Duplicates of the films and videos that were destroyed were stored in a different location, according to the president of NBC Universal, Ron Meyer. "Nothing is lost forever," he said.

A couple days ago my site (DesignNotes) went down for a day. I could tell what time things went down b/c my stats stopped bringing in numbers. For the first couple hours I wasn’t that irritated b/c from time to time isp’s go down and there’s a lag. With that said by mid afternoon my irritation scaled. By the evening when things still weren’t back to normal I started going through some of the regular channels of digital communication. I was complaining via twitter (when their site was actually working) via my status in facebook. I considered posting a pic on flickr but had to actually use my time more wisely. In the end things got fixed and I’m happy again.

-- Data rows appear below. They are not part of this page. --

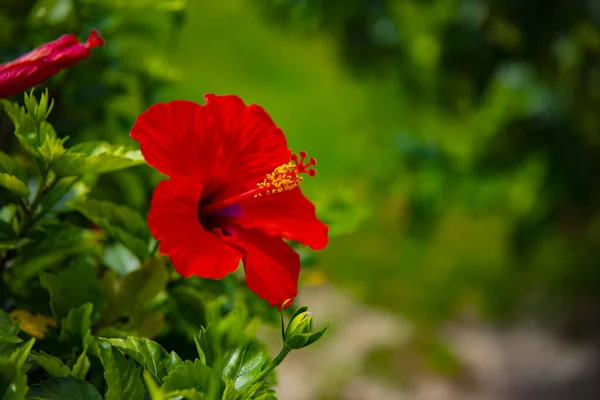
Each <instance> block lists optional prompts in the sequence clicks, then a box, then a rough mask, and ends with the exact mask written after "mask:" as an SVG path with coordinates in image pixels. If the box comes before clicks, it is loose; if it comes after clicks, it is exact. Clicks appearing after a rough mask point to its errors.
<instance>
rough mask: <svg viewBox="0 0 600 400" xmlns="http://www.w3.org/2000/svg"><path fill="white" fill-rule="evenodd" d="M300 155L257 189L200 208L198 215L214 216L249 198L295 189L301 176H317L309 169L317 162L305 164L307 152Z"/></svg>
mask: <svg viewBox="0 0 600 400" xmlns="http://www.w3.org/2000/svg"><path fill="white" fill-rule="evenodd" d="M299 155H300V159H298V156H297V155H296V154H292V156H291V157H290V159H291V161H290V162H289V163H286V164H283V165H280V166H279V167H277V168H275V170H274V171H273V172H272V173H270V174H267V176H266V177H265V179H263V181H262V182H259V183H257V184H256V187H254V188H252V189H250V190H248V191H246V192H244V193H241V194H238V195H236V196H232V197H229V198H226V199H224V200H221V201H218V202H216V203H211V204H207V205H204V206H201V207H199V208H198V215H200V216H202V215H207V214H212V213H214V212H217V211H219V210H221V209H223V208H225V207H228V206H231V205H232V204H236V203H238V202H240V201H242V200H245V199H247V198H252V197H254V198H257V197H261V196H266V195H272V194H277V193H281V192H284V191H286V190H292V189H294V188H295V187H296V186H298V185H299V184H300V183H301V182H302V176H301V175H300V174H307V175H308V176H315V174H316V171H315V170H314V169H309V167H311V166H313V167H314V166H315V165H317V160H315V159H314V158H312V157H311V158H310V159H309V160H308V162H307V163H304V160H306V156H307V154H306V152H304V151H301V152H300V153H299Z"/></svg>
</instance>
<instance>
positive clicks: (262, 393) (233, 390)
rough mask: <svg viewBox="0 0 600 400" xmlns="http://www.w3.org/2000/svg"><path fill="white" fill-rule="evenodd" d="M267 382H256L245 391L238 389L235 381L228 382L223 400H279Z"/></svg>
mask: <svg viewBox="0 0 600 400" xmlns="http://www.w3.org/2000/svg"><path fill="white" fill-rule="evenodd" d="M274 393H275V391H274V390H272V389H271V388H270V386H269V384H268V383H267V382H264V381H263V382H256V383H254V384H252V385H250V386H248V387H245V388H243V389H236V387H235V382H234V381H227V383H226V384H225V389H224V390H223V395H222V396H221V400H258V399H260V400H277V397H275V395H274Z"/></svg>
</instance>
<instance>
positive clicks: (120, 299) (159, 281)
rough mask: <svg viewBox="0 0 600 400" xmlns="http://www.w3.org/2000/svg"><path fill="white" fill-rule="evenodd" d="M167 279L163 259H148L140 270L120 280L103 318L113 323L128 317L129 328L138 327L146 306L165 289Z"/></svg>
mask: <svg viewBox="0 0 600 400" xmlns="http://www.w3.org/2000/svg"><path fill="white" fill-rule="evenodd" d="M167 279H168V273H167V268H166V265H165V261H164V259H163V258H162V257H153V258H150V259H148V261H146V262H145V263H144V264H143V265H142V267H141V268H140V269H138V270H135V271H132V272H130V273H129V274H127V275H125V276H124V277H123V278H122V279H121V282H120V284H119V285H118V288H117V290H116V291H115V294H114V297H113V298H111V299H110V302H109V307H108V310H107V313H106V316H105V318H106V319H107V320H108V321H114V320H115V319H117V318H119V317H128V318H129V320H130V325H131V326H134V327H135V326H137V325H139V324H140V323H141V322H142V321H143V319H144V318H145V317H146V314H147V312H145V309H146V306H147V304H148V303H149V302H150V301H151V300H152V299H154V298H155V297H156V296H157V295H158V294H159V293H160V292H162V291H163V290H165V289H166V286H167Z"/></svg>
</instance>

There’s a couple reasons why I put the quote above up. While designNotes was down, I had most of the data backed up though I’m not sure if I could figure out myself how to re instate it on another blog. I have an active imagination – part of me during the evening when things were down thought about some of the what ifs. What if my url designnotes.info wasn’t going to work anymore, what if all my blog posts were gone forever, what if i wake up tomorrow and figure out how I’m going to post? Some of the questions were a bigger deal than others, but still they were all important to me.

The biggest of the issues was the what if I had lost all my blog post content. I consoled myself by watching a lot of Top Chef, something that I only recently started watching. What made me feel slightly better is seeing myself as a chef. You create something and then it’s gone. All that is left is the experience. You use your skills, put something out there and at the end of the meal you hope the person is better off than before. The food can’t be save indefinitely. Not being a chef but assuming that of you are one you don’t feel a huge sense of loss at the end of the day when people have eaten your food and realize that the exact same thing might not be replicated the exact same way again. You have confidence that you can re create what you’ve done tomorrow and the next day. While I will try to keep all my posts together for a long time, if something horrible happens I know when I wake up the day after that I start again.

That brings me to my second point. If designNotes.info has stayed down I had a number of options to start creating new content. The quick and dirty way would have been to throw something up on to tumblr, post a link on twitter, facebook, put on image on flickr and if the content of the post was really important send out an email to the people I think should see the post.

I also considered that for the stuff that I’ve written and has been reblogged elsewhere, the content wasn’t lost. I could go search for those posts and bring it back to my next site. It would also be an interesting way to reedit my content. Only the best stuff that others took would be the site…

Why this all connects to the quote is that it’s really important to have all the content that you care about in a number of places. If it can not be duplicated you better trust the source holder. If you don’t make sure you have backups. Of course backups can also copied and distributed elsewhere, but I think that issue is best left for another post.